DESCRIPTION
DBpedia currently provides monthly releases, with a stable release every three months (named ‘snapshot ‘) on the Databus (DBpedias publishing platform).
A DBpedia release consists of various data artifacts, like “disambiguations”, “labels”, “infobox-properties”, or “images”, each of them extracted by a different part (extractor) of the DBpedia extraction framework.
Another essential extractor is the abstract text extractor, which produces RDF triples of Wiki page abstracts in the form of “long-abstracts” (entire wiki page abstracts) or “short-abstracts” (limited to 400 words).
There are two current implementations of the Abstract Extractor (PlainAbstractExtractor, HtmlAbstractExtractor) based on different Wikimedia APIs. Both extractors suffer similar issues.
- They extract data for 140+ languages, which takes more than 30 days, often causing delays in publishing releases.
- Encounter a lot of 429 HTTP status (too many requests) responses from the used APIs during the extraction. Although a retry mechanism waits after such a response, the current page is skipped after ten retries. The number of encountered HTTP 429 responses fluctuates each month but can result in an enormous amount of lost abstracts in the release (e.g., ~455000 missing abstracts for the English language in 2021-06-01)
Goal
- research possible methods to generate or fetch Wiki page abstracts text
- compare and benchmark the investigated methods (performance-wise and fault-tolerance)
- develop a new, improved Abstract Extractor based on the gained knowledge (e.g., by using batch request to fetch multiple abstracts for multiple pages in one request)
- the implementation can either be done in the current DIEF using Java/Scala or as a new external project using a different language like python.
- Consider using a fallback value from the previous release
Impact
The new abstract extraction process should be faster and safer.
At least, it should reduce the number of abstracts lost during the extraction ( reduced/fixed 429 errors).

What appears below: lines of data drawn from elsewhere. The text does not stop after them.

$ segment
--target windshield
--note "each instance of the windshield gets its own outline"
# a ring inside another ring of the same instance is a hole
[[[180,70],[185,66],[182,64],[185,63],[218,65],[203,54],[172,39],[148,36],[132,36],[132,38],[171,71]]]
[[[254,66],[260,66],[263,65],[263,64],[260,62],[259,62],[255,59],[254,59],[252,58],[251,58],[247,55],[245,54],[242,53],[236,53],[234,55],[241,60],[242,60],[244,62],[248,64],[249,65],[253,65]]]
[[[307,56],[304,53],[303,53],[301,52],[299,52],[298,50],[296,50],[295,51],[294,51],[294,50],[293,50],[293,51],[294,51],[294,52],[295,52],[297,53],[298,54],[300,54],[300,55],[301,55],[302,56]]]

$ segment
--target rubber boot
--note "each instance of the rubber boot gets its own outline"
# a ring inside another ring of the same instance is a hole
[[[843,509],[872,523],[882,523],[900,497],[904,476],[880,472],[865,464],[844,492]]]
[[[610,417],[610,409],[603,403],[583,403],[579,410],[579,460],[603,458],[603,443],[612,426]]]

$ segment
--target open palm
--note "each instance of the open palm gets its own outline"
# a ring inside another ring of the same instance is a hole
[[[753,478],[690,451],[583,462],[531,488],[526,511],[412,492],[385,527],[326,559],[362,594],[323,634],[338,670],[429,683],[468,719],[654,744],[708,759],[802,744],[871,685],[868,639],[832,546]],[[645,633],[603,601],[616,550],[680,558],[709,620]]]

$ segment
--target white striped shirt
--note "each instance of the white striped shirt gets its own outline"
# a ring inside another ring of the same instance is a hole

The provided data releases will contain more consistent data.
Warm-up tasks
- run the DBpedia Extraction framework as
- local installation with minidump tests
- using the marvin-config to start a test extraction
- investigate Wikimedia APIs
- This URL is used in the PlainAbstractExtractor to get abstracts: https://en.wikipedia.org/w/api.php?format=xml&action=query&prop=extracts&exlimit=max&explaintext&exintro&titles=Berlin&redirects=
- This URL is used in the HtmlAbstractExtractor to get the content of the page: https://en.wikipedia.org/w/api.php?uselang=en&format=xml&action=parse&prop=text&pageid=3354 . After getting the content of a page, it is parsed and long-abstracts and short-abstracts are produced.
- The other way to retrieve content from Wikipedia pages is setting up the Mediawiki API on your local machine, which allows to make requests to your local Mediawiki API without restrictions. Link on the github repo of the Mediawiki text extract extension: https://github.com/wikimedia/mediawiki-extensions-TextExtracts . MediaWiki · mediawiki
Mentors
Mykola Medynskyi
Dr. Dimitris Kontokostas
Marvin Hofer
Project size (175h or 350h)
- estimated time: 350h
Keywords
- DIEF, Wikimedia, HTTP, RDF, Linked Data, Scala